2. Kontrak standar khusus, artinya
kontrak standar yang ditetapkan pemerintah baik adanya dan berlakunya untuk
para pihak ditetapkan sepihak oleh pemerintah.
Ø Jenis-Jenis Kontrak Standar
Ditinjau dari segi pihak mana yang
menetapkan isi dan persyaratan kontrak sebelum mereka ditawarkan kepada
konsumen secara massal, dapat dibedakan menjadi:
a.
kontrak standar yang isinya
ditetapkan oleh produsen/kreditur;
b.
kontrak standar yang isinya
merupakan kesepakatan dua atau lebih pihak;
c.
kontrak standar yang isinya
ditetapkan oleh pihak ketiga.
Ditinjau
dari format atau bentuk suatu kontrak yang persyaratannya dibakukan, dapat
dibedakan dua bentuk kontrak standar, yaitu:
a.
kontrak standar menyatu;
b.
kontrak standar terpisah.
Ditinjau
dari segi penandatanganan perjanjian dapat dibedakan, antara:
a. kontrak
standar yang baru dianggap mengikat saat ditandata- ngani;
b. kontrak
standar yang tidak perlu ditandatangani saat penutupan.
Ø Pengertian Perjanjian
Untuk
mengetahui apa yang dimaksud dengan perjanjian, kita melihat pasal 1313 KUHPdt,
yaitu “perjanjian adalah suatu perbuatan dengan mana satu orang atau lebih
mengikatkan dirinya terhadap satu orang atau lebih lainnya”. Ketentuan pasal
ini sebenarnya kurang begitu memuaskan, karena ada beberapa kelemahan.

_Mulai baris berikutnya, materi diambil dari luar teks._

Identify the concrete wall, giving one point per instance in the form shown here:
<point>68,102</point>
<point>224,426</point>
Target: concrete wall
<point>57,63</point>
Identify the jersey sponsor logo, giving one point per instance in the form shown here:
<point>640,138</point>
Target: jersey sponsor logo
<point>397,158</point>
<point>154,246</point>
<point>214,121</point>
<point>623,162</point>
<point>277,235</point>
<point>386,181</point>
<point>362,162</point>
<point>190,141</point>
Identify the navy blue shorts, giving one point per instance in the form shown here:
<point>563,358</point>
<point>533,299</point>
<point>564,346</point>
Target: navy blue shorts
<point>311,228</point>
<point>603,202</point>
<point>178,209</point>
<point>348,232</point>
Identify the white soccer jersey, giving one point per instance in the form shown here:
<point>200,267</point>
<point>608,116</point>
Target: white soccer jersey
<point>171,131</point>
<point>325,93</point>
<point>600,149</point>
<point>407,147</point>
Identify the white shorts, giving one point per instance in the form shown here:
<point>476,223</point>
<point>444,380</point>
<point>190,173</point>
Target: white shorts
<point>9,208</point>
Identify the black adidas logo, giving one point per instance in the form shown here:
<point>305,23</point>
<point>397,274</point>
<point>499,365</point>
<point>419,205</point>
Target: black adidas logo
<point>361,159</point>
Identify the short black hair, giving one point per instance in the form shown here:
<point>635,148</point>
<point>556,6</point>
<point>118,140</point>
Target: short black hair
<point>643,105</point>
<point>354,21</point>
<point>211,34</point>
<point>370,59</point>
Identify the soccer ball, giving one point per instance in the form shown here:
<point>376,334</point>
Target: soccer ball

Kelemahan-kelemahan tersebut adalah seperti :
(a) Hanya
menyangkut sepihak saja
Hal
ini diketahui dari perumusan “satu orang atau lebih mengikatkan dirinya
terhadap satu orang atau lebih lainnya”. Kata kerja “mengikatkan” sifatnya
hanya datang dari satu pihak saja, tidak dari kedua belah pihak. Seharusnya
perumusan itu “saling mengikatkan diri”, jadi ada konsensus antara pihak-pihak.
(b) Kata
perbuatan mencakup juga tanpa konsensus.
Dalam
pengertian “perbuatan” termasuk juga tindakan melaksanakan tugas tanpa kuasa
(zaakwaarneming), tindakan melawan hukum (onrechmatige daad) yang tidka
mengandung suatu konsensus. Seharusnya pakai kata “persetujuan”.
(c) Pengertian
penjanjian terlalu luas.
Pengertian
perjanjian pada pasal tersebut terlalu luas, karena mencakup juga pelangsungan
perkawinan, janji kawin, yang diatur dalam lapangan hukum keluarga. Padahal
yang dimaksud adalah hubungan antara debitur dan kreditur dalam lapangan harta
kekayaan saja.
(d) Tanpa
menyebut tujuan
Dalam
perumusan pasal itu tidak disebutkan tujuan mengadakan perjanjian, sehingga
pihak-pihak mengikatkan diri itu tidak jelas untuk apa.
Atas
dasar alasan-alasan yang dikemukakan di atas, maka perlu dirumuskan kembali apa
yang dimaksud dengan perjanjian. Berdasarkan alasan-alasan tersebut, maka
“perjanjian adalah suatu persetujuan dengan nama dua orang atau lebih saling
mengikatkan diri untuk suatu hal dalam lapangan harta kekayaan”. Hukum yang
mengatur tentang perjanjian ini disebut hukum perjanjian (law of contract).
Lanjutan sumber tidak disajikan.